You have heard the expression many times. Someone even DARED transform THIS into sacred initials, i.e. GOD.

Made me remember WUT. When Ugali Was Tops. Nowadays Chips is Top and Ugali Bottom. NCTU. Think abbreviations can be nonsensical?

WMWM. When men were men (and went to war)

WWWW. When women were women (and wore miniskirts).

“Better” days?

G.O.D.

Have heard this since I was young. I remember one teacher was caning us, five primary school children. Two boys started bawling like sheep. The teacher paused, sighed, held the huge stick in the air and chuckled. Although it was over fifty years ago I can still visualise the exasperated, glaring man. “When I was you age, we would be hit harder! With a bigger stick! And none of us cried. You are a bunch of sissies...”

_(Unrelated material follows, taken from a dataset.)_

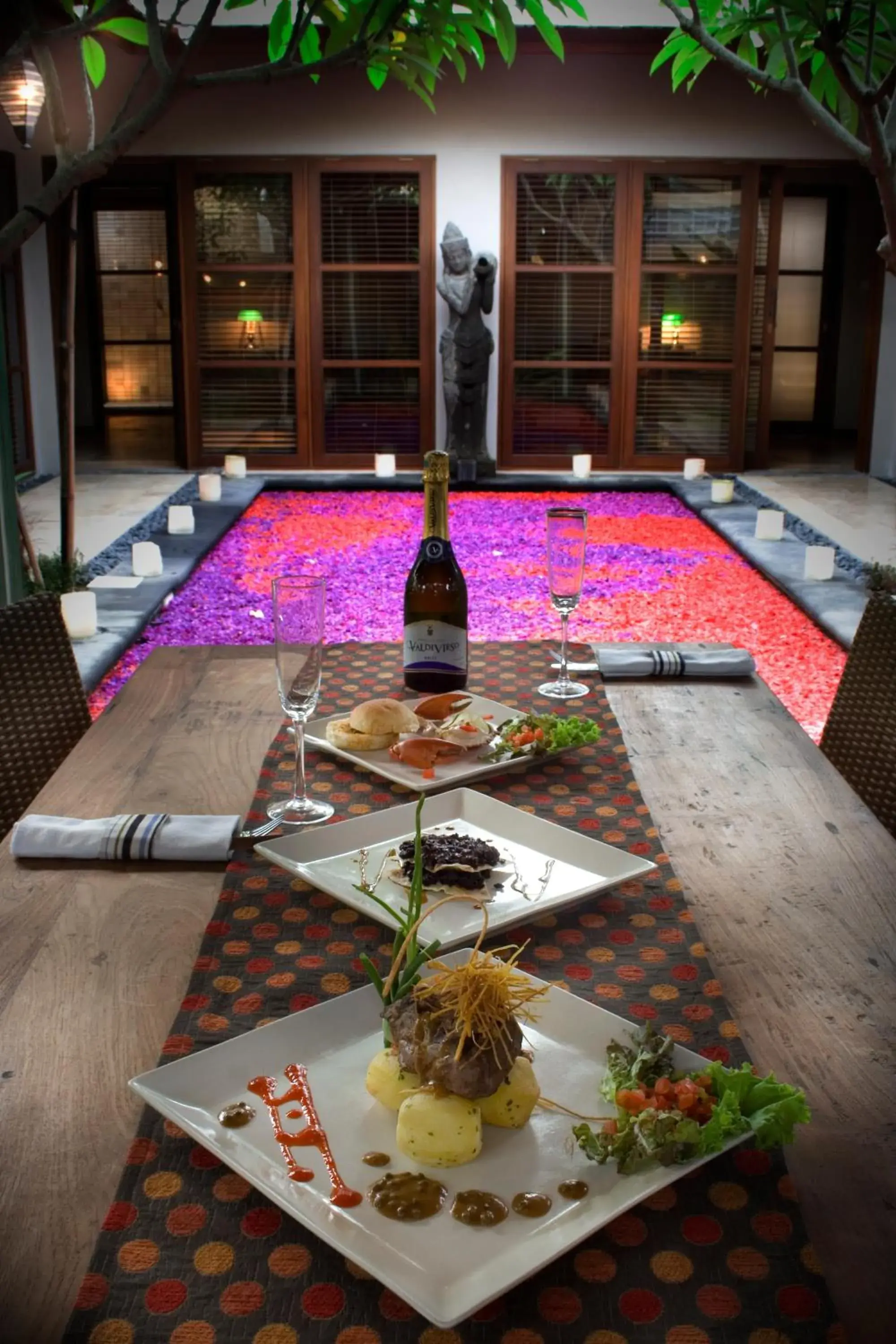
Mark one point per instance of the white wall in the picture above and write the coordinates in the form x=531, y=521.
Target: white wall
x=591, y=105
x=883, y=452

Yeah, to be called a sissy in the 1960s, for us boys was a proper insult. Best be tapped by knuckles on your head (Konzi, in Swahili) than be rebuked as “too feminine”....

Come 2019, I just watched a clip of a young Dar es Salaam female claiming she will never date a Dar fella “because they are too soft and lazy and cannot even work in a farm, THESE DAYS...

Or

GOOD Old Days?

I can picture my late mother. We are at a village somewhere in Old Moshi, Kilimanjaro. Sweating, she is cooking. Back then we tots thought mothers just sweated when they were in the kitchen. But mothers never complained. From dawn to dusk; they cleaned, tilled the land, prepared us, tots, for school; and we thought that was the norm.

These Days- it is called “stress.”

Once in a while, Mother would make Cow feet (Makanyagio, in Swahili). I did not know why it was such tough work until many, many decades later; I tried cooking cow feet here, in London.

But I did not connect my mother’s makanyagio culinary art with what I was doing in London before living in Brazil. In between Old Moshi, Tanzania and Brazil, cow-feet or chicken legs, were considered low class food.

I have never been in a Wazungu household and seen them eating animal’s feet.

It was in Brazil that I learnt that cow feet were special. Hold on. In Brazil it is a class (and race) based meal too. They call it Mocotó. We had a house maid. She was from Bahia, the north east area of Brazil where majority African slaves were exported to, world-wide.

Bahia produces the most vibrant music including one of the best Latin American authors, Jorge Amado. To-date, Amado’s novels have been translated into 49 languages!

So the dear maid would make us the finest Mocotó; supposed to give strength and vitality.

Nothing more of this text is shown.